2002年に刊行された本である。
漱石を考究しようとして借りてきたものだが、これを読んで、漱石について考えていくことは、半年では無理だと判断した。それは以下の記述による。
各時代はそれぞれの「漱石」を思い描き、そして「漱石」は各時代の要求に対してみごとに適合するように表情を変えてきた。どの「漱石」もたしかに漱石であるにちがいなく、それがこの作家の偉大さだというならば、そのとうりである。(65)
ということは、捉えどころがなく、あるいは捉えることが難しく、または捉えようとしてもその輪郭が定かではない、ということにもなるだろう。
となると、漱石を捉えるというとき、もちろん作品を読むことは当然ではあるが、漱石についての様々な文献を参考として読むとき、これだという本はないということになる。
歴史について書くということは、今までの研究史をきちんとたどり、自分自身はその研究の軌跡に、どのような新しい視点を加えたか、ということになる。半年では、おそらく難しいという判断である。
漱石はじっくりと読むしかないと思った。
しかしそれでも、佐藤泉はよい視点を提供してくれている。
西洋人が驚嘆の眼で日本の近代を見つめている。そのまなざしを受け止めた漱石は、日本の近代がいかに普通でないかを意識しはじめ、そして西洋の近代とは違う日本近代の特殊性を問題化し、それについて思考しはじめるのである。自己のアイデンティティ(存在証明)は他者のまなざしを受け止めて、反発したり受け入れたりすることによって確立するというが、この場合の「日本近代」という自己意識も、まさにそのように成立したものだった。

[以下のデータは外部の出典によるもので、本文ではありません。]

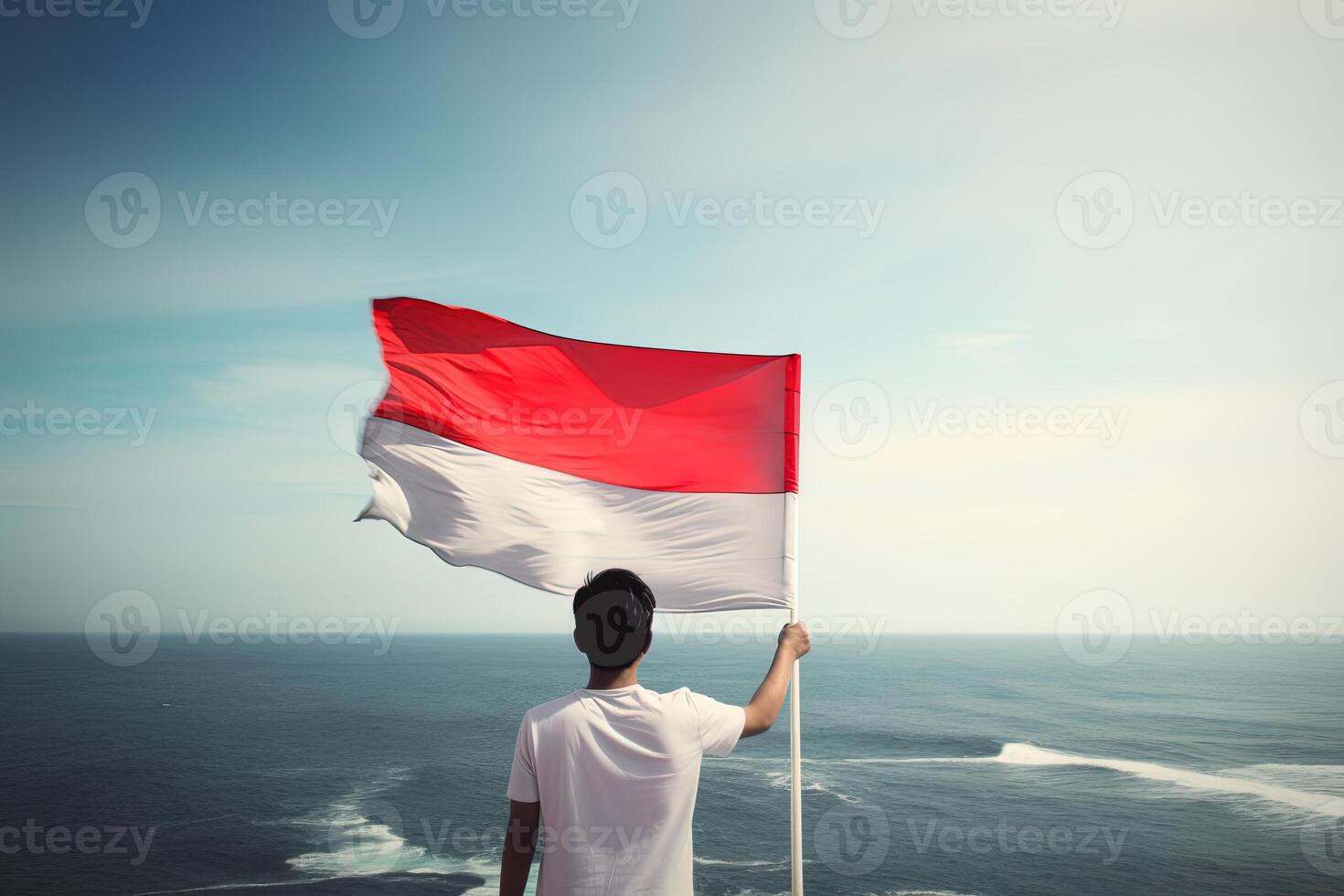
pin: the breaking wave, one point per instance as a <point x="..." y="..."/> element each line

逆説的なことに、日本という自意識の成立事情は、決して「内発的」なものではなかった。(61)
ここには、漱石が日本の近代をどのように見つめたのか、それが課題となるということを示唆している。
漱石は、日本近代をどうみつめたのか、これを課題として、いずれ探ってみたい。今年から来年前半の仕事になるだろう。